Circulating Spike Protein Detected in Post-COVID-19 mRNA Vaccine Myocarditis

Lael M Yonker, Zoe Swank, Yannic C Bartsch, Madeleine D Burns, Abigail Kane, Brittany P Boribong, Jameson P Davis, Maggie Loiselle, Tanya Novak, Yasmeen Senussi, Chi-An Cheng, Eleanor Burgess, Andrea G Edlow, Janet Chou, Audrey Dionne, Duraisamy Balaguru, Manuella Lahoud-Rahme, Moshe Arditi, Boris Julg, Adrienne G Randolph, Galit Alter, Alessio Fasano, David R Walt, Lael M Yonker, Zoe Swank, Yannic C Bartsch, Madeleine D Burns, Abigail Kane, Brittany P Boribong, Jameson P Davis, Maggie Loiselle, Tanya Novak, Yasmeen Senussi, Chi-An Cheng, Eleanor Burgess, Andrea G Edlow, Janet Chou, Audrey Dionne, Duraisamy Balaguru, Manuella Lahoud-Rahme, Moshe Arditi, Boris Julg, Adrienne G Randolph, Galit Alter, Alessio Fasano, David R Walt

Abstract

Background: Cases of adolescents and young adults developing myocarditis after vaccination with severe acute respiratory syndrome coronavirus 2 (SARS-CoV-2)-targeted mRNA vaccines have been reported globally, but the underlying immunoprofiles of these individuals have not been described in detail.
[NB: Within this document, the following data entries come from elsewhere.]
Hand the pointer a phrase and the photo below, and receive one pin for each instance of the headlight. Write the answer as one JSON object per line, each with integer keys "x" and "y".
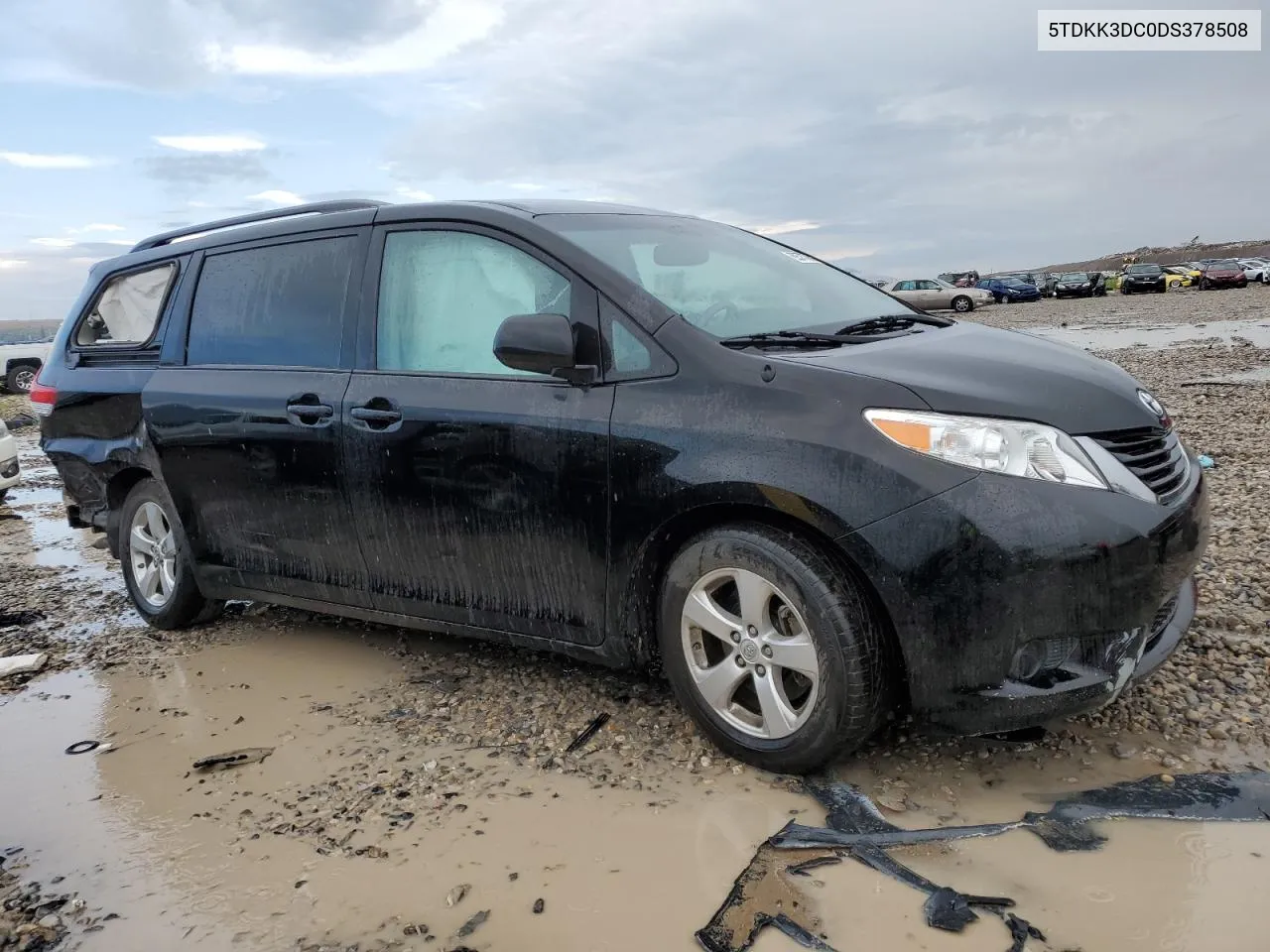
{"x": 1008, "y": 447}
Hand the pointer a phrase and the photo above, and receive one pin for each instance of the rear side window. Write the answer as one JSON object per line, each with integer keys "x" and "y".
{"x": 127, "y": 308}
{"x": 280, "y": 304}
{"x": 444, "y": 296}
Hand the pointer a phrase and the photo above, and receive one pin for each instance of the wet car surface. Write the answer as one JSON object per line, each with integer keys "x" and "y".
{"x": 468, "y": 740}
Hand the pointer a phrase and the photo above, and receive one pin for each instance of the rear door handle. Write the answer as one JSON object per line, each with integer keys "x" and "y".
{"x": 308, "y": 412}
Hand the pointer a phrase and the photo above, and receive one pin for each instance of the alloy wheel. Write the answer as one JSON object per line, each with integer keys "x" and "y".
{"x": 749, "y": 653}
{"x": 153, "y": 549}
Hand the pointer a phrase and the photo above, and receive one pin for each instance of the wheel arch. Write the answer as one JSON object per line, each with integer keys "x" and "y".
{"x": 638, "y": 611}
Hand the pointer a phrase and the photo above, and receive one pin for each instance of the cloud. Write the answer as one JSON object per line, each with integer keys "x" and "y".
{"x": 276, "y": 197}
{"x": 211, "y": 144}
{"x": 187, "y": 171}
{"x": 35, "y": 160}
{"x": 785, "y": 227}
{"x": 445, "y": 28}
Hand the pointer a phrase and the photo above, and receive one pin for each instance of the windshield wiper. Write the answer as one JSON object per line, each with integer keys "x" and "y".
{"x": 803, "y": 338}
{"x": 894, "y": 321}
{"x": 788, "y": 338}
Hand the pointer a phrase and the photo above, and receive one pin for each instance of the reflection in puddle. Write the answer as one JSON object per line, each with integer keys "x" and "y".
{"x": 190, "y": 860}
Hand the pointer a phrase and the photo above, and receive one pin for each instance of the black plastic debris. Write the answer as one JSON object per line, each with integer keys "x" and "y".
{"x": 590, "y": 731}
{"x": 468, "y": 927}
{"x": 22, "y": 617}
{"x": 766, "y": 893}
{"x": 234, "y": 758}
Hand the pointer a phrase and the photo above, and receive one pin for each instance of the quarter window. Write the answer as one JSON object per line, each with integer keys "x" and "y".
{"x": 444, "y": 294}
{"x": 128, "y": 308}
{"x": 278, "y": 304}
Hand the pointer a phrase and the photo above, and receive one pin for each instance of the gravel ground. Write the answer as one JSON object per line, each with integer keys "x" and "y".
{"x": 1211, "y": 698}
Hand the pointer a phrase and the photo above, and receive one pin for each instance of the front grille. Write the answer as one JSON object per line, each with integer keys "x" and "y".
{"x": 1151, "y": 453}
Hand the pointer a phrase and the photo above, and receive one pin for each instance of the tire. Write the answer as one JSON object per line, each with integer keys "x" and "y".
{"x": 21, "y": 379}
{"x": 176, "y": 601}
{"x": 807, "y": 721}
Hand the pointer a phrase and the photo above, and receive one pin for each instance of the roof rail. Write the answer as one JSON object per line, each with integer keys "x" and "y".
{"x": 344, "y": 204}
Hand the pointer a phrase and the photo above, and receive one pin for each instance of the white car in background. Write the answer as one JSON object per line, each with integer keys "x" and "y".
{"x": 8, "y": 461}
{"x": 1256, "y": 270}
{"x": 934, "y": 295}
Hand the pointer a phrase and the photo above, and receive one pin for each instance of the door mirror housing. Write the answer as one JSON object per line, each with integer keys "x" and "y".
{"x": 541, "y": 343}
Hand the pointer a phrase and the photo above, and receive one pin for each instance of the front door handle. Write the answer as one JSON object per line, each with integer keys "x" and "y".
{"x": 376, "y": 414}
{"x": 308, "y": 411}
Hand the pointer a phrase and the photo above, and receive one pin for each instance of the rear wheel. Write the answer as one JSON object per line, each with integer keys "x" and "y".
{"x": 772, "y": 652}
{"x": 157, "y": 563}
{"x": 21, "y": 379}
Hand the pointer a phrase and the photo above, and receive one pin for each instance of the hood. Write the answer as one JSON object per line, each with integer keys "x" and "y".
{"x": 968, "y": 368}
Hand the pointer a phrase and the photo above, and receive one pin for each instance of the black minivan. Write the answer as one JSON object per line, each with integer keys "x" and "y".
{"x": 635, "y": 438}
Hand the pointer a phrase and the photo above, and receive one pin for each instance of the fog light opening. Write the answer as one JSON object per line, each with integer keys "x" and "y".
{"x": 1040, "y": 656}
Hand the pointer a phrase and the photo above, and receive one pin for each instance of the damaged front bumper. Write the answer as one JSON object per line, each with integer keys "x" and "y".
{"x": 1016, "y": 603}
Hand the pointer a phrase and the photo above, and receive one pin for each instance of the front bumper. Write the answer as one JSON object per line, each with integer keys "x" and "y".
{"x": 974, "y": 574}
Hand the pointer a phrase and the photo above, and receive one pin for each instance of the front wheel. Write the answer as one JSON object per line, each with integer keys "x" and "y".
{"x": 21, "y": 379}
{"x": 158, "y": 567}
{"x": 772, "y": 652}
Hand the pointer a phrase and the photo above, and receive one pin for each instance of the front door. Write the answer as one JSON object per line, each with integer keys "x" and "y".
{"x": 480, "y": 493}
{"x": 249, "y": 430}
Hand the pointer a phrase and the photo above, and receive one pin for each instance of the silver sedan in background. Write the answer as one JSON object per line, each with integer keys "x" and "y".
{"x": 934, "y": 295}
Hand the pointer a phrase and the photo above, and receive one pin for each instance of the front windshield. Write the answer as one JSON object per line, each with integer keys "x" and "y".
{"x": 722, "y": 280}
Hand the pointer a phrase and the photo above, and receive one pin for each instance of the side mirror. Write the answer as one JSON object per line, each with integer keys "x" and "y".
{"x": 541, "y": 343}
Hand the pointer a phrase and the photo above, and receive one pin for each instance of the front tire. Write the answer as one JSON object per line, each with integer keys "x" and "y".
{"x": 157, "y": 563}
{"x": 774, "y": 653}
{"x": 21, "y": 379}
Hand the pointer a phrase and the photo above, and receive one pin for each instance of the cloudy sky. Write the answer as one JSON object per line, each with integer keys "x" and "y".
{"x": 903, "y": 137}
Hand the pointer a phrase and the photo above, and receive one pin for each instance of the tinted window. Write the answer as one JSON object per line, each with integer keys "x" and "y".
{"x": 128, "y": 307}
{"x": 444, "y": 294}
{"x": 281, "y": 304}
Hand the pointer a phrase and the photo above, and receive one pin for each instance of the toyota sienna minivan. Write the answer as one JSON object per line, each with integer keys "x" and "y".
{"x": 636, "y": 438}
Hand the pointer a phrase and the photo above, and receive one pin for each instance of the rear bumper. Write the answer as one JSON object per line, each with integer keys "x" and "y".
{"x": 974, "y": 574}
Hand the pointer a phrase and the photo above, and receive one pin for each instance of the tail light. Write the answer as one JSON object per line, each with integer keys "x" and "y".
{"x": 42, "y": 399}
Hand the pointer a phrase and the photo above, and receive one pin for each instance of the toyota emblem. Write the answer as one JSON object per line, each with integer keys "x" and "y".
{"x": 1152, "y": 404}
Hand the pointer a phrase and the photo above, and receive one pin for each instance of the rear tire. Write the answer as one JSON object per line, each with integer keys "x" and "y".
{"x": 771, "y": 608}
{"x": 158, "y": 569}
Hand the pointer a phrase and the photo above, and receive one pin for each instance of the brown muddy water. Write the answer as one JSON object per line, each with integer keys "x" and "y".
{"x": 361, "y": 830}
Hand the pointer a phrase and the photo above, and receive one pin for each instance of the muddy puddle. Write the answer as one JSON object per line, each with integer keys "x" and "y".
{"x": 1119, "y": 336}
{"x": 225, "y": 860}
Methods: From January 2021 through February 2022, we prospectively collected blood from 16 patients who were hospitalized at Massachusetts General for Children or Boston Children's Hospital for myocarditis, presenting with chest pain with elevated cardiac troponin T after SARS-CoV-2 vaccination. We performed extensive antibody profiling, including tests for SARS-CoV-2-specific humoral responses and assessment for autoantibodies or antibodies against the human-relevant virome, SARS-CoV-2-specific T-cell analysis, and cytokine and SARS-CoV-2 antigen profiling. Results were compared with those from 45 healthy, asymptomatic, age-matched vaccinated control subjects.

Results: Extensive antibody profiling and T-cell responses in the individuals who developed postvaccine myocarditis were essentially indistinguishable from those of vaccinated control subjects, despite a modest increase in cytokine production. A notable finding was that markedly elevated levels of full-length spike protein (33.9±22.4 pg/mL), unbound by antibodies, were detected in the plasma of individuals with postvaccine myocarditis, whereas no free spike was detected in asymptomatic vaccinated control subjects (unpaired t test; P<0.0001).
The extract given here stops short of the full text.